Russel Groves, Associate Professor-Department of Entomology
Transcript
Sevie Kenyon: You tell us that this sub zero weather is actually good for something. Can you describe what that is?
Russell Groves: Yeah, as we’re speaking, the forecast tonight may be about twelve below zero. What that is going to do for us is it’s going to provide enough chilling degree-days, or cold temperatures, that’s going to kill a lot of insects that are trying to [survive] over winter. This is the year we need; to set them back.
Sevie Kenyon: Explain to us how it works?

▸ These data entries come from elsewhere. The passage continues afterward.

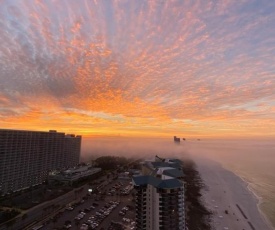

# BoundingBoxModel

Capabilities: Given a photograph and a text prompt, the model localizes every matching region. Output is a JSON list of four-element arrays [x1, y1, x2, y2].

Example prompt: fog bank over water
[[82, 137, 275, 225], [81, 137, 186, 161], [185, 140, 275, 226]]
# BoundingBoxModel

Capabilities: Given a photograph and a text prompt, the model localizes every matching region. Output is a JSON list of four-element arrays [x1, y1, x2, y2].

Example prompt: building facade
[[133, 157, 185, 230], [0, 129, 81, 195]]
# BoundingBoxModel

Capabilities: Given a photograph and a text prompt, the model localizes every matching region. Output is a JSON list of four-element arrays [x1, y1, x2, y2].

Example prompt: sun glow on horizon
[[0, 0, 275, 138]]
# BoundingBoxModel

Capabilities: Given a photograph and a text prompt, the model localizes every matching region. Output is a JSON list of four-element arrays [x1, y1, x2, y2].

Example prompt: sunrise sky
[[0, 0, 275, 138]]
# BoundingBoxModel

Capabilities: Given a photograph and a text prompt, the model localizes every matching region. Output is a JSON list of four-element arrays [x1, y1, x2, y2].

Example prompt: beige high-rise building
[[0, 129, 81, 195]]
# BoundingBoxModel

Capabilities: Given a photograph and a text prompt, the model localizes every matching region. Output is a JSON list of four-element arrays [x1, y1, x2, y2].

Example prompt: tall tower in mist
[[133, 157, 185, 230]]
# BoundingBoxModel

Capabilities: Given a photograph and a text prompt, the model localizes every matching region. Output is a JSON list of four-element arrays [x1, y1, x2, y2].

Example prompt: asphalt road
[[41, 180, 135, 230]]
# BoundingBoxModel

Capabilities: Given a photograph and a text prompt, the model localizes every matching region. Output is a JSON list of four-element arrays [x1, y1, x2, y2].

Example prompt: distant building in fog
[[0, 129, 81, 194]]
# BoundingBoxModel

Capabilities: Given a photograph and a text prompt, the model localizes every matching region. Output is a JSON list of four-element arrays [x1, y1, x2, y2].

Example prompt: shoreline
[[194, 158, 274, 230], [226, 166, 275, 230]]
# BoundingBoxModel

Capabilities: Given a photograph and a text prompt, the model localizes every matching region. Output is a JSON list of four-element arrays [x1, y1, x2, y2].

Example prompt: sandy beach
[[195, 159, 274, 230]]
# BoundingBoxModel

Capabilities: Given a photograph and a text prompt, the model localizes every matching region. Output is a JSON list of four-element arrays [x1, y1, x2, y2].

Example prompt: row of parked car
[[80, 201, 120, 230]]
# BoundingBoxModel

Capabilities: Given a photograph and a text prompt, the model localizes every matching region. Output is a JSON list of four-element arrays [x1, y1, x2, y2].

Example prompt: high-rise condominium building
[[0, 129, 81, 195], [133, 156, 185, 230]]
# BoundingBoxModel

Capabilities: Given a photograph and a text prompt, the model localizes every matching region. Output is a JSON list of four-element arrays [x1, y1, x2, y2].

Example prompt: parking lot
[[41, 179, 135, 230]]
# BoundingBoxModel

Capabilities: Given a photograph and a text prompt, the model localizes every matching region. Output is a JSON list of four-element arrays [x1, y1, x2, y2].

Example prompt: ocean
[[184, 140, 275, 227], [82, 137, 275, 227]]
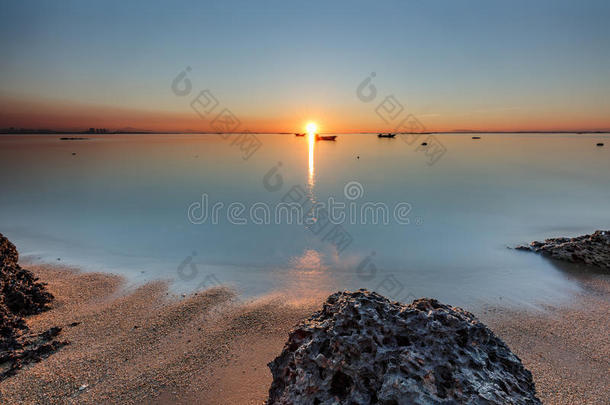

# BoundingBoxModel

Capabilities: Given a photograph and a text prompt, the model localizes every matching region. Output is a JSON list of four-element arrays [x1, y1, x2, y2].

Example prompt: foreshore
[[0, 263, 610, 404]]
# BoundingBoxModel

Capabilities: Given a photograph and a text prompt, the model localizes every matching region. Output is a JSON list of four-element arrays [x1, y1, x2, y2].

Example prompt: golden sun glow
[[305, 122, 318, 134]]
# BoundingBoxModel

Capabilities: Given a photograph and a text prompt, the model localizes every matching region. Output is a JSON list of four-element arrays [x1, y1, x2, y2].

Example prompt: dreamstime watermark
[[356, 72, 447, 166], [187, 181, 412, 226], [171, 66, 263, 160]]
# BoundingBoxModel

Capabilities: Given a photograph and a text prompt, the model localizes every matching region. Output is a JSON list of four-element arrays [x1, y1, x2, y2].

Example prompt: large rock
[[517, 231, 610, 270], [268, 290, 540, 405], [0, 234, 68, 381]]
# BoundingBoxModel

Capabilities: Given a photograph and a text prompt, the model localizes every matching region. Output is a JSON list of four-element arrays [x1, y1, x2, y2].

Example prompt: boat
[[316, 134, 337, 141]]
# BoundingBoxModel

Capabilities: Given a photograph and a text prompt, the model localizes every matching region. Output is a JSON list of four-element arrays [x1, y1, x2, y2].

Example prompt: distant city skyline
[[0, 0, 610, 133]]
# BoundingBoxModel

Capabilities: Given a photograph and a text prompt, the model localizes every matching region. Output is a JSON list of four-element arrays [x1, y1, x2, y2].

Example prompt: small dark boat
[[316, 134, 337, 141]]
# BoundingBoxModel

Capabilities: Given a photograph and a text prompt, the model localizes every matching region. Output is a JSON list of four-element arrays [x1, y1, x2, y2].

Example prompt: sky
[[0, 0, 610, 132]]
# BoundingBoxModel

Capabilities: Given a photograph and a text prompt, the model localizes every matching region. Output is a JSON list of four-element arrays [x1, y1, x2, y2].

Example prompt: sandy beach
[[0, 264, 610, 404]]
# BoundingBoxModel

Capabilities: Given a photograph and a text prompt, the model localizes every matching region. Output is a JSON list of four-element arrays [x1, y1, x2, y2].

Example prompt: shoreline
[[0, 264, 610, 404]]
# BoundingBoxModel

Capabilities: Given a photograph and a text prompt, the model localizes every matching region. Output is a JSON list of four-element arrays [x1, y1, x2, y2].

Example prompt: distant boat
[[316, 134, 337, 141]]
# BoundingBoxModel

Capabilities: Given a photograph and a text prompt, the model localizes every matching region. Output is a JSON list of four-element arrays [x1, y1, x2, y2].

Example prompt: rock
[[0, 234, 67, 381], [267, 290, 541, 405], [516, 231, 610, 270]]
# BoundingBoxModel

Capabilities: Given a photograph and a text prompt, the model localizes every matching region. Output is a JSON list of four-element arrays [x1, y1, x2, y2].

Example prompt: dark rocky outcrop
[[517, 231, 610, 270], [0, 234, 67, 381], [268, 290, 540, 405]]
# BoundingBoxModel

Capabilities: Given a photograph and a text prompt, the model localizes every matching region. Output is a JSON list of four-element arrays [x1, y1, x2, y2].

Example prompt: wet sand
[[0, 265, 610, 404]]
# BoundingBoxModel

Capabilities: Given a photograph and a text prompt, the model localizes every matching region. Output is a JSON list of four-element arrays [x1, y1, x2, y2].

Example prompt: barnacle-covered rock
[[517, 231, 610, 270], [0, 234, 67, 381], [268, 290, 540, 405]]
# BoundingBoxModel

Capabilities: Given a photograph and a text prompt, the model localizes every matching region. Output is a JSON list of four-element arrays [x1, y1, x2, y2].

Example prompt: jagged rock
[[267, 290, 540, 405], [516, 231, 610, 270], [0, 234, 67, 381]]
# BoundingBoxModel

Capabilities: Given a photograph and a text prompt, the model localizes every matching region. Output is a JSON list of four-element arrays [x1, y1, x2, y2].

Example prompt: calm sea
[[0, 134, 610, 306]]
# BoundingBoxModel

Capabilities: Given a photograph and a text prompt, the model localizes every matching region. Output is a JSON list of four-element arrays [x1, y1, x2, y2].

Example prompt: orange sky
[[0, 94, 610, 133]]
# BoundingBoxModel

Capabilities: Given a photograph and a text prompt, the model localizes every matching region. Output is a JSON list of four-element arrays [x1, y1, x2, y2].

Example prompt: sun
[[305, 122, 318, 134]]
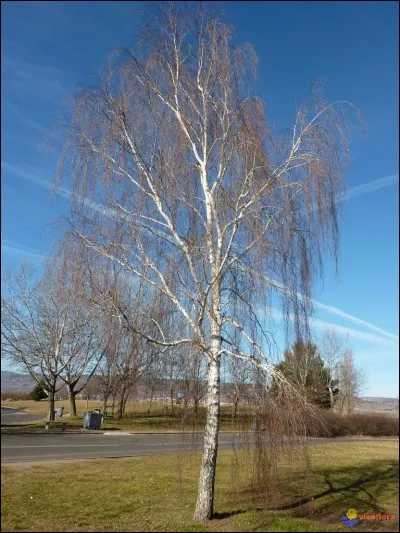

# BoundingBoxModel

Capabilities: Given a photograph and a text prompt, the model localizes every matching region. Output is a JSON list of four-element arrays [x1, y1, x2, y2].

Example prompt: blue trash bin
[[83, 411, 103, 429]]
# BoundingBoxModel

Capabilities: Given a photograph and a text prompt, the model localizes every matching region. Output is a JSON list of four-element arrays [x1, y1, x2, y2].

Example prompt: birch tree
[[320, 328, 345, 409], [1, 265, 68, 420], [56, 3, 360, 519]]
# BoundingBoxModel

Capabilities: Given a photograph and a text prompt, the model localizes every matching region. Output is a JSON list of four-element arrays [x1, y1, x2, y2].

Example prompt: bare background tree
[[52, 3, 360, 519], [337, 348, 366, 414]]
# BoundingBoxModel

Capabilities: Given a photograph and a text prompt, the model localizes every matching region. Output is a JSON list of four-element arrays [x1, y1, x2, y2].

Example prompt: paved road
[[1, 407, 43, 426], [1, 433, 397, 463]]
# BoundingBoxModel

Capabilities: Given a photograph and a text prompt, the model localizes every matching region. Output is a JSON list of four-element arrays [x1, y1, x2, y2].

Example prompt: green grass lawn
[[2, 440, 398, 531]]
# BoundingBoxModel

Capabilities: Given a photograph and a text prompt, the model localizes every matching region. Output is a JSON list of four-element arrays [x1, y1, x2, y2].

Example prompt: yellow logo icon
[[346, 507, 358, 520]]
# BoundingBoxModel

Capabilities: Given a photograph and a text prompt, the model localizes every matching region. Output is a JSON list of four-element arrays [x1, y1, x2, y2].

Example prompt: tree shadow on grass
[[214, 460, 399, 531]]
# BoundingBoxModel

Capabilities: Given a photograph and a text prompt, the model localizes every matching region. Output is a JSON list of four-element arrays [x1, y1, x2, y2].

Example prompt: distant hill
[[1, 370, 399, 411], [1, 370, 35, 392]]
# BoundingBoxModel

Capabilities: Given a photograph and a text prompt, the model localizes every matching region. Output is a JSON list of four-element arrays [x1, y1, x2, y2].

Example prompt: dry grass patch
[[2, 441, 398, 531]]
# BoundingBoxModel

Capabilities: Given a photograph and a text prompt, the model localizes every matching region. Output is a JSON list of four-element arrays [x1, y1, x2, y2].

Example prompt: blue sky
[[1, 1, 399, 397]]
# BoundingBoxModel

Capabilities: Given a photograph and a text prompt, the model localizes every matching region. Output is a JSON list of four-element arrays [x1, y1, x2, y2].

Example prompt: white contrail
[[265, 308, 399, 355], [1, 239, 46, 259], [1, 161, 399, 342], [338, 174, 399, 202], [265, 278, 399, 342]]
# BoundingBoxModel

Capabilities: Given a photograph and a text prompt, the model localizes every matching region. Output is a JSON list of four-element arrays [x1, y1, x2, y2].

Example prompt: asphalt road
[[1, 407, 43, 426], [1, 433, 397, 463]]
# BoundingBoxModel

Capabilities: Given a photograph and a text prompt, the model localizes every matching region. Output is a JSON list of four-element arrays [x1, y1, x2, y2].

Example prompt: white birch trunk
[[194, 316, 221, 520]]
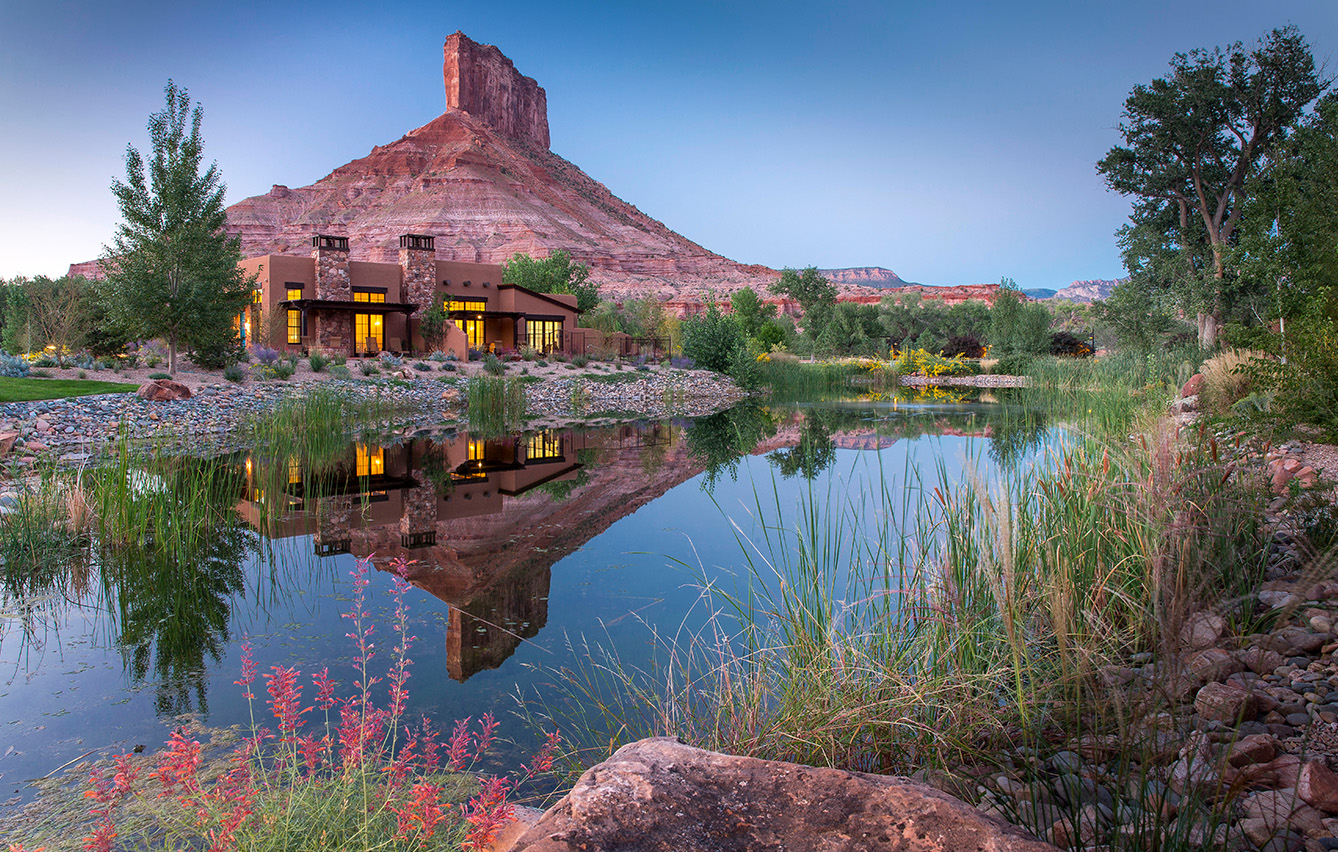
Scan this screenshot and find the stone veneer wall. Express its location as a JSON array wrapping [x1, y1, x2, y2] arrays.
[[314, 247, 353, 301], [400, 249, 436, 308], [400, 486, 436, 535]]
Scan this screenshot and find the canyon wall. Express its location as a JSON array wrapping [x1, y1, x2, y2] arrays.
[[442, 31, 549, 151]]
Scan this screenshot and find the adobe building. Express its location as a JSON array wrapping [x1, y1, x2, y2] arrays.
[[240, 234, 577, 361]]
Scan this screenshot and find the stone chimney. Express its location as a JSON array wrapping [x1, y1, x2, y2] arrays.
[[400, 234, 436, 312], [308, 234, 353, 301], [442, 32, 549, 151]]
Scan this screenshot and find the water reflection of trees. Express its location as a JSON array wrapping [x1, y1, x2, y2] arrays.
[[767, 408, 842, 479], [684, 400, 776, 491]]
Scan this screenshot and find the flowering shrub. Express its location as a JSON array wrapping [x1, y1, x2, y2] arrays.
[[896, 349, 977, 379], [66, 558, 561, 852]]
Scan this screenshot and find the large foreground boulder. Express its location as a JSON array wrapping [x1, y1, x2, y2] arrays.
[[511, 738, 1057, 852]]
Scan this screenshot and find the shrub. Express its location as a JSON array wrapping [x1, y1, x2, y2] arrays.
[[990, 354, 1033, 376], [1050, 332, 1092, 358], [0, 352, 28, 379], [941, 334, 985, 358], [1199, 349, 1263, 415], [250, 345, 278, 366]]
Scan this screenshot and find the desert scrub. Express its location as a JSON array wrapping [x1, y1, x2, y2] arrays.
[[9, 558, 559, 852], [1199, 349, 1264, 416]]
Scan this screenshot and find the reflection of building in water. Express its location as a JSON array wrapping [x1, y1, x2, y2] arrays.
[[238, 424, 694, 681]]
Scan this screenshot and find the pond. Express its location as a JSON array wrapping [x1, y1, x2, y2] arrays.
[[0, 387, 1052, 797]]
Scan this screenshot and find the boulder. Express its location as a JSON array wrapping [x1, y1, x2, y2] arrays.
[[1180, 373, 1204, 399], [511, 738, 1056, 852], [1297, 757, 1338, 813], [135, 379, 190, 403], [1193, 682, 1258, 725], [1180, 610, 1227, 651]]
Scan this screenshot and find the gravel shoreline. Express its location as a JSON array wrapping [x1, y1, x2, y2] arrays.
[[0, 369, 747, 464]]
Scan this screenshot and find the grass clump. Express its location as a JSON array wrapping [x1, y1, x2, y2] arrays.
[[466, 376, 524, 435], [11, 558, 561, 852]]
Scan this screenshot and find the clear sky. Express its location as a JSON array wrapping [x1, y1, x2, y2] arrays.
[[0, 0, 1338, 288]]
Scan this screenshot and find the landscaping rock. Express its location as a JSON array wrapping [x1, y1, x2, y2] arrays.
[[1297, 757, 1338, 813], [500, 738, 1056, 852], [1180, 611, 1227, 651], [135, 379, 190, 403]]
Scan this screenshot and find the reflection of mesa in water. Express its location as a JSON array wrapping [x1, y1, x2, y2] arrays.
[[238, 424, 696, 681]]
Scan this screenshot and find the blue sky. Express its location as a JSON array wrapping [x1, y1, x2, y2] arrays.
[[0, 0, 1338, 288]]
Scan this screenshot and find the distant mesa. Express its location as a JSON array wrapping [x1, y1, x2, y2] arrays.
[[70, 32, 1118, 314], [1054, 278, 1128, 304]]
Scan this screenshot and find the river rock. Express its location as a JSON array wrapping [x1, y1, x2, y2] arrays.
[[511, 737, 1056, 852], [1180, 611, 1227, 651], [1297, 757, 1338, 813], [135, 379, 190, 403]]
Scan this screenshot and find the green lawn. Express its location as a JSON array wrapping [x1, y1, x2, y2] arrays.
[[0, 379, 139, 403]]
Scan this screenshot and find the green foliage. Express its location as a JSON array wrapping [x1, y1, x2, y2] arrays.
[[1092, 276, 1185, 354], [103, 80, 254, 372], [419, 300, 451, 349], [502, 250, 599, 313], [990, 278, 1050, 357], [729, 288, 779, 341], [1097, 27, 1323, 348], [682, 302, 744, 373], [768, 266, 836, 341]]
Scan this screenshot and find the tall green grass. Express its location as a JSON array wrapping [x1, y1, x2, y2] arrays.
[[521, 361, 1266, 849], [466, 376, 524, 437]]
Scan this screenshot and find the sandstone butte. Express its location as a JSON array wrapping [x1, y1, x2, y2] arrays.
[[70, 32, 997, 314]]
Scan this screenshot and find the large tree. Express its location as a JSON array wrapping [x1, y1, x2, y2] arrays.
[[1097, 27, 1325, 346], [102, 80, 254, 372], [502, 250, 599, 313], [768, 266, 836, 342]]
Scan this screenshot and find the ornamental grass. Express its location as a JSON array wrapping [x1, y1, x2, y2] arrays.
[[9, 558, 559, 852]]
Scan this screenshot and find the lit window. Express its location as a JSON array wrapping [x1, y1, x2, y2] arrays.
[[524, 429, 562, 461], [442, 297, 488, 313], [524, 320, 562, 352], [353, 444, 385, 476], [288, 307, 302, 344]]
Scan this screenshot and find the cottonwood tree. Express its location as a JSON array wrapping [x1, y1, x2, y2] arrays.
[[1097, 27, 1326, 348], [502, 250, 599, 313], [102, 80, 254, 373]]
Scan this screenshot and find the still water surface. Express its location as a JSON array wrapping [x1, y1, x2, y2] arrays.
[[0, 400, 1048, 796]]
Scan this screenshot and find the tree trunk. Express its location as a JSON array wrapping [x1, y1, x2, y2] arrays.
[[1199, 313, 1222, 349]]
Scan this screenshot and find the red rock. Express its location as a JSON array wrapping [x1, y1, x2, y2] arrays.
[[1193, 682, 1256, 725], [512, 738, 1054, 852], [135, 379, 190, 403], [1297, 757, 1338, 813]]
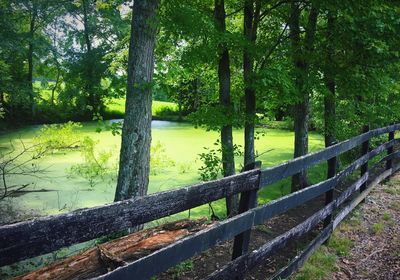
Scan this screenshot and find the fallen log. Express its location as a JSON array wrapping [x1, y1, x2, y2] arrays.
[[14, 218, 207, 280]]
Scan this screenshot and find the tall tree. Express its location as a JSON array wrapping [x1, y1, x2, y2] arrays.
[[323, 11, 336, 151], [243, 0, 261, 166], [115, 0, 159, 201], [289, 0, 319, 192], [214, 0, 238, 216]]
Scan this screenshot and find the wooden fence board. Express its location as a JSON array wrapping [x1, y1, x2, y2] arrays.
[[271, 223, 333, 280], [260, 132, 400, 187], [0, 170, 260, 266], [206, 202, 335, 280], [95, 211, 254, 280]]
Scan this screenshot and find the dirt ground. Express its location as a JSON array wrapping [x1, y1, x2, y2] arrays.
[[330, 173, 400, 280], [156, 173, 400, 280]]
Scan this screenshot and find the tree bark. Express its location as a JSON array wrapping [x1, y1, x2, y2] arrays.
[[214, 0, 239, 217], [28, 1, 37, 117], [243, 0, 261, 166], [115, 0, 159, 201], [324, 12, 336, 147], [289, 1, 319, 192], [82, 0, 101, 117]]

Russell Groves: The air temperature itself can have the ability to directly freeze an insect, but it is a little bit challenging for you know insects that are in the soil, to be exposed to that air temperature. And in fact, a little bit of the snow that we have is a real good insulator. So what we do need is extended periods of cold temperature, and we also need a little bit of this wind. So where we have these cold temperatures and we have these extreme wind chills, when the wind comes and it blows the fields wide open, it really allows that cold temperature to reach the soil and our frost line to go deep, and by doing that can get to these insects, and drive the temperature down to levels that can be killing.
Sevie Kenyon: This isn’t just about killing bugs in Wisconsin.
Russell Groves: this is sort of a big, synoptic, weather event that’s really over much of the upper Midwest and even over the east. So this effect is going to be felt across many many areas of the state, Emerald Ashborer, and Emerald Ashborer populations might be getting effected by this, especially in the areas where we’re really getting these cold temperatures. And the same phenomenon is the case, we have to have these extended periods of cold temperature in order for the interior of the trees to reach the temperatures that can be a killing temperature. In the case for a lot of our insects that effect crops, again where they’re in the soil, we have to have these extended periods, and it is, it’s happening over a very large area in the country.
Sevie Kenyon: What other insects are affected by such cold temperatures?
Russell Groves: As a vegetable entomologist here in Wisconsin, probably a couple of the insects that I deal with, most often, one would be the Colorado Potato Beetle. And of course that’s probably our key pest with potatoes. That’s an insect that over winters in the ground, usually winters on average over twelve, to fifteen, maybe twenty inches in the soil, and so it’s these types of temperatures that are reaching these kinds of populations. Another one is Striped Cucumber Beetle. In our squashes are Cucurbits, and insects that over winters not in the ground, but on the soil surface, again when these fields blow open because of this wind and this cool, it’s getting to them. And we’re getting a few of them.
Sevie Kenyon: We’ve been visiting with Russell Groves, Department of Entomology, University of Wisconsin Extension and the College of Agricultural and Life Sciences, now celebrating 125 years, and I am Sevie Kenyon.